Detailed Description

Complete technical specification and implementation details from the patent document.

This application claims priority to International Patent Application No. PCT/CN2024/136580, filed on Dec. 3, 2024, and entitled “METHOD, APPARATUS, DEVICE, AND STORAGE MEDIUM FOR MEDIA EDITING”, which is incorporated herein by reference in its entirety.

Example embodiments of the present disclosure generally relate to the field of computers, and in particular, to media editing.

In recent years, with the development of the Internet, more and more users perform interactive activities on a network platform, for example, posting or browsing media content on a network platform. When posting media content in a traditional network platform, a user needs to edit media content. However, in the process of editing media content by the user, how to improve the processing efficiency of caption content is still an important problem faced by users and platforms.

In a first aspect of the present disclosure, a method of media editing is provided, including: presenting caption content in an editing interface of media content; presenting, in a first style, a set of content segments associated with the caption content in the editing interface in response to a first operation received in an editing interface, the set of content segments corresponding to a target type to be filtered, the target type being determined based on a type configuration control in the editing interface; and editing the caption content of the media content based on the set of content segments.
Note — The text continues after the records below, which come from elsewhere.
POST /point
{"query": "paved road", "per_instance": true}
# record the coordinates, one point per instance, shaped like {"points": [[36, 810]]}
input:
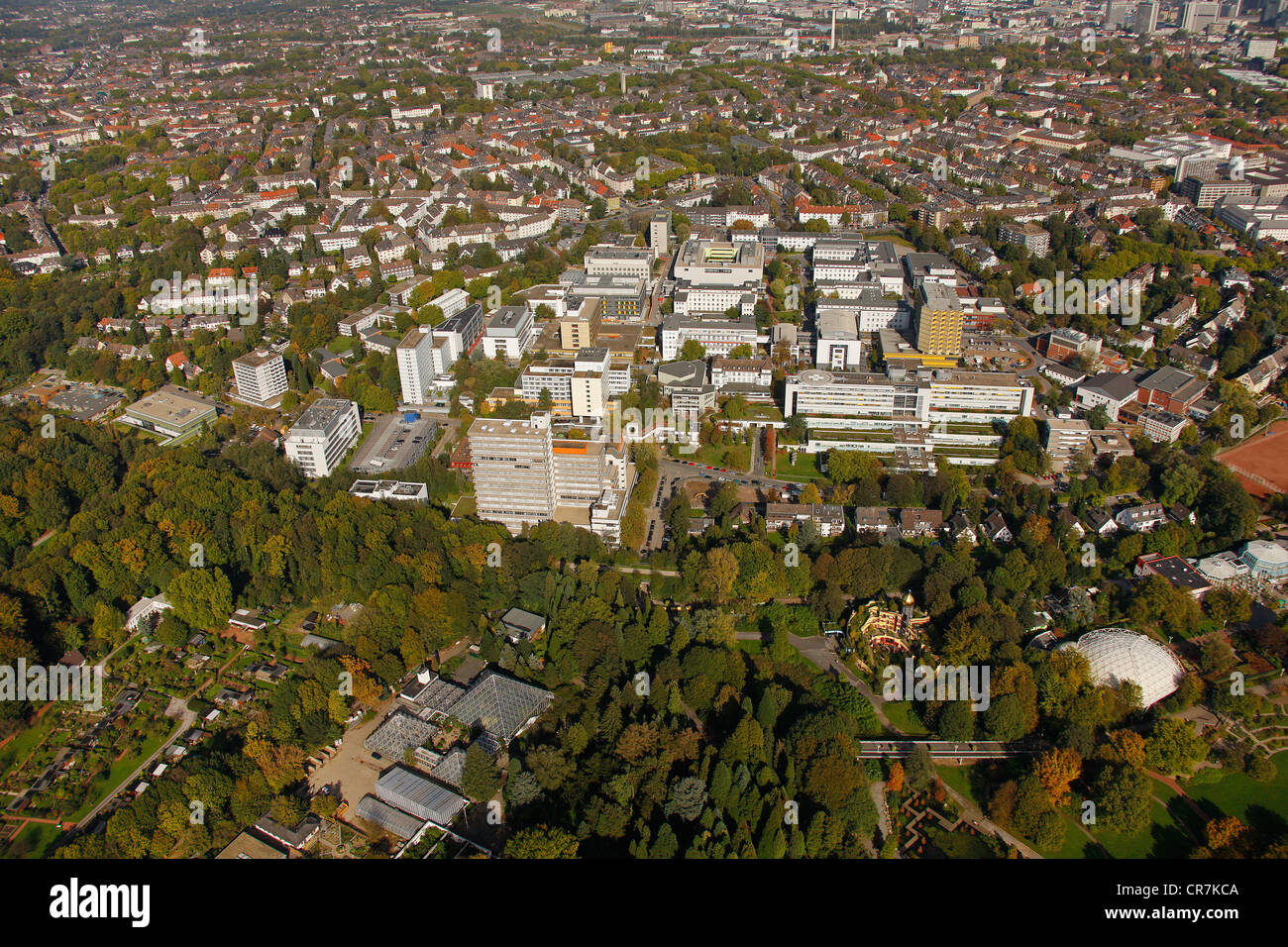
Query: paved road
{"points": [[184, 723], [980, 821], [940, 749], [669, 468], [818, 651], [187, 720]]}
In a second aspect of the present disclosure, an apparatus for media editing is provided. The apparatus includes: a first presenting module configured to present caption content in an editing interface of media content; a second presenting module configured to present, in a first style, a set of content segments in the caption content in an editing interface in response to a first operation received in the editing interface, the set of content segments corresponding to a target type to be filtered, the target type determined based on a type configuration control in the editing interface; and an editing module configured to edit caption content of the media content based on the set of content segments.
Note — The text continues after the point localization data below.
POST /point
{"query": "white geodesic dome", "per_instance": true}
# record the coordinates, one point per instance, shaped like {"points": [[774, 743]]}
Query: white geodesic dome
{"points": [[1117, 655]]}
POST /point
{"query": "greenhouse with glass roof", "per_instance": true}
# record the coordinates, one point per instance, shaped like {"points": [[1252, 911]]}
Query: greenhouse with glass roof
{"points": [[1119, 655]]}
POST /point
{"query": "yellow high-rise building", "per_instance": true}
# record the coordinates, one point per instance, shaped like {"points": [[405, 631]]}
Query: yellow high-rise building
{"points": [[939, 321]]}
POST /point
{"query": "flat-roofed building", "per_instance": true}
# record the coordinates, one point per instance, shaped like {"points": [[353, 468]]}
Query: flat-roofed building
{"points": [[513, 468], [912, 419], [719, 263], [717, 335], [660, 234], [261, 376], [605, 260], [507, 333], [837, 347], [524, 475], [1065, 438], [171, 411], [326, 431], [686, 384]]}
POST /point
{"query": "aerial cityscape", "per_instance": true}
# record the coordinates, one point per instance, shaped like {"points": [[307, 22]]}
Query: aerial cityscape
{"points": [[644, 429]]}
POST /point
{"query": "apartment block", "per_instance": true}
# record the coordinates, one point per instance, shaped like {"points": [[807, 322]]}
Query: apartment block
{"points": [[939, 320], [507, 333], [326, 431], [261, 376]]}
In a third aspect of the present disclosure, an electronic device is provided. The electronic device includes at least one processor; and at least one memory coupled to the at least one processor and storing instructions for execution by the at least one processor. The instructions, when executed by the at least one processor, cause the electronic device to perform the method of the first aspect.
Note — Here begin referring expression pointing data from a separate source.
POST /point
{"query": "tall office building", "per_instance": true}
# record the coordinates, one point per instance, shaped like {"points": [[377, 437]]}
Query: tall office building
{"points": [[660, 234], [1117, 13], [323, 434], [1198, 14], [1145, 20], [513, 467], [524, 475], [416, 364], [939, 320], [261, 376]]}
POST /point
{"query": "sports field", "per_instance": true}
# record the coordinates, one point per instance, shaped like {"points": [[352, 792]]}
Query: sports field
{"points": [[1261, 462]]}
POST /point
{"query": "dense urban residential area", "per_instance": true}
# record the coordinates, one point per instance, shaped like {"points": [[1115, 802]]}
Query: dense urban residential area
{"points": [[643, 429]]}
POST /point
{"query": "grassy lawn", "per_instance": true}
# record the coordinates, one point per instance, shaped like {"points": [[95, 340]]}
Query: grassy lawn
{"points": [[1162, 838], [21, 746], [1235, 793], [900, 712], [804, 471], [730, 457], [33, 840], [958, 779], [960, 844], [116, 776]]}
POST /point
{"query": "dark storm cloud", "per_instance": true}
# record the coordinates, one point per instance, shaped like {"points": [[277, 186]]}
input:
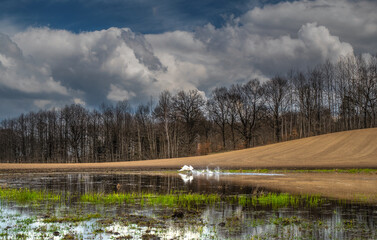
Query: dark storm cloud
{"points": [[42, 67]]}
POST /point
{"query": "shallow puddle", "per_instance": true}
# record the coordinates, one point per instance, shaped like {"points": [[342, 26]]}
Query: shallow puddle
{"points": [[221, 210]]}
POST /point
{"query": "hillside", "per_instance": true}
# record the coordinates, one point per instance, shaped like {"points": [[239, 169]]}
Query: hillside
{"points": [[349, 149]]}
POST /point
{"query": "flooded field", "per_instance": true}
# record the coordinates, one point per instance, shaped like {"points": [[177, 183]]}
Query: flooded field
{"points": [[171, 206]]}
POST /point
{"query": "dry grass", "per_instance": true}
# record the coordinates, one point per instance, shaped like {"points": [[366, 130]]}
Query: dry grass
{"points": [[350, 149]]}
In a fourth aspect of the present disclosure, a computer-readable storage medium is provided. The computer-readable storage medium has a computer program stored thereon, and the computer program is executable by a processor to implement the method of the first aspect.

It should be understood that the content described in this content section is not intended to limit the key features or important features of the embodiments of the present disclosure, nor is it intended to limit the scope of the present disclosure. Other features of the present disclosure will be readily understood from the following description.

Embodiments of the present disclosure will be described in more detail below with reference to the accompanying drawings. Although certain embodiments of the present disclosure are shown in the accompanying drawings, it should be understood that the present disclosure may be implemented in various forms, and should not be construed as being limited to the embodiments set forth herein, but rather, these embodiments are provided for a more thorough and complete understanding of the present disclosure. It should be understood that the drawings and embodiments of the present disclosure are for illustrative purposes only and are not intended to limit the scope of the present disclosure.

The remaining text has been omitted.